作為出版商李漁,他那靈活的經營策略與經營理念,使他能牢牢把握住商機,左右開弓,把芥子園書鋪經營得紅紅火火。他根據讀者的心理和需要,除了出版自己創作的作品,還編輯出版了大量的通俗文學作品,如被他稱之為“四大奇書”的《三國志演義》、《水滸全傳》、《西遊記》、《金瓶梅》等;編輯出版了諸如《古今史略》、《尺牘初征》、《資治新書》、《千古奇聞》等一大批讀者想看而買不到的書;由他倡編並親自作序、女婿沈因伯蒐集整理、在中國美術界影響頗廣、一直被譽為中國畫臨摹範本的《芥子園畫傳(譜)》也是在芥子園印行的。由於芥子園印行的出版物工精價廉,重信譽,加之廣告意識強,多年來市場銷路好,受到人們的歡迎。
後來李漁遷回杭州,芥子園屢換主人,但一直保持李漁優良的經營作風,成為清代著名的百年老店之一。書以人傳,店以人名,隨著歲月流逝,芥子園雖數易其主,但芥子園書鋪仍然在不斷營運,有資料表明,直至清鹹豐七年(1857)年,芥子園還刊印過《情夢柝》等小說。可以說,芥子園書鋪不僅是清代為數極少的具有二百多年歷史的老店,也是中國出版史上為數不多的歷史悠久的“百年書鋪”。
李氏家班
李漁心懷兩個願望,一是早生兒子,二是創辦家班。五十得子使他滿足了前一願望,而後一願望仍然沒有影子,直到康熙五年(1666)才有了機會。這一年,56歲的他應朋友之邀,由北京前往陝西、甘肅遊歷,先後在臨汾、蘭州得到頗具藝術天賦的喬、王二姬。

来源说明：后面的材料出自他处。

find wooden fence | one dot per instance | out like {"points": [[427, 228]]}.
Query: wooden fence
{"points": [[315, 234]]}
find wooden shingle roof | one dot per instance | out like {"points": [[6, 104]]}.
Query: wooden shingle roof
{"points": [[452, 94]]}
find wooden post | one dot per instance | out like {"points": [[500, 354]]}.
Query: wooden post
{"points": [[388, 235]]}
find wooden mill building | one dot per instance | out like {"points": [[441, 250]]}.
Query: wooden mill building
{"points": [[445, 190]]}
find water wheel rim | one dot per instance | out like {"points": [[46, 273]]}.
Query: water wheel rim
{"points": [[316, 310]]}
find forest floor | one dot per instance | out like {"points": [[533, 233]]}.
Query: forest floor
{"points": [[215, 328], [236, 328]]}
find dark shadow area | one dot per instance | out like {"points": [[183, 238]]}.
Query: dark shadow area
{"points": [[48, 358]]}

獨具藝韻的二姬的到來,再配以其他諸姬,一個初具規模的李氏家班就組建起來了。對戲曲一直情有獨鐘的李漁,他自任家班的教習和導演,上演自己創作和改編的劇本。他以芥子園為根據地,帶領家班四出遊歷、演劇,“全國九州,歷其六七”,不辭辛勞,赴全國各地巡迴演出。由於有喬、王二姬的出色演員以及李漁這樣的好編劇、好導演,李氏家班紅遍了大江南北,影響波及大半箇中國。李漁每到一處,都以戲會友,備受戲曲名流們的歡迎。金陵芥子園、蘇州百花巷的李漁寓所,都曾是當時戲曲名流交流藝術的場所。李漁曾在芥子園戲台上題有楹聯曰:“休縈俗事催霜鬢;且制新歌付雪兒。”雪兒便是喬姬的愛稱。每逢年節生辰喜日,賞花玩月之時,或賓朋興會之際,必在園中演劇為樂,有時還請不太俗陋的鄰人前來觀看。康熙十年(1671)端午節前後,李漁兩次帶家班在百花巷演出經他改編的《明珠記·煎茶》等劇,並與著名戲劇家尤侗、著名詩人余懷等一同觀演,共同切磋。往往是夜間上演,曲未終而東方已白,興致昂然,意猶未盡。李漁有詩記載:“更衣正待演無雙,報導新曦映綠窗。佳興未闌憎夜短,教人飲恨撲殘缸。”
家班作為李漁自己的實驗劇團,使他在戲曲創作、導演、演出等實踐活動中如魚得水,提供了極大的便利。家班不僅成為李漁謀生手段之一,而且在普及戲曲文化,推動崑曲發展上起了很大的促進作用。
可就在李氏家班聲譽鵲起、蜚聲海內的時候,一場變故發生了,康熙十二年(1672),年方19歲的家班台柱喬姬因積勞成疾而英年早逝。禍不單行,第二年,家班的另一台柱,也是正19歲的王姬又因病撒手西歸。這對李漁的戲曲活動事業無疑是致命的打擊,家班從此一蹶不振,漸次瓦解。
《閒情偶寄》
李漁在六十歲前後,開始系統地總吉他的經驗,使其上升為理論。康熙十年(1671),《笠翁秘書第一種》即《閒情偶寄》(又叫《笠翁偶集》)問世,這是李漁一生藝術、生活經驗的結晶。《閒情偶寄》分為詞曲、演習、聲容、居室、器玩、飲饌、種植、頤養八部,共有234個小題,堪稱生活藝術大全、休閒百科全書,是中國第一部倡導休閒文化的專著。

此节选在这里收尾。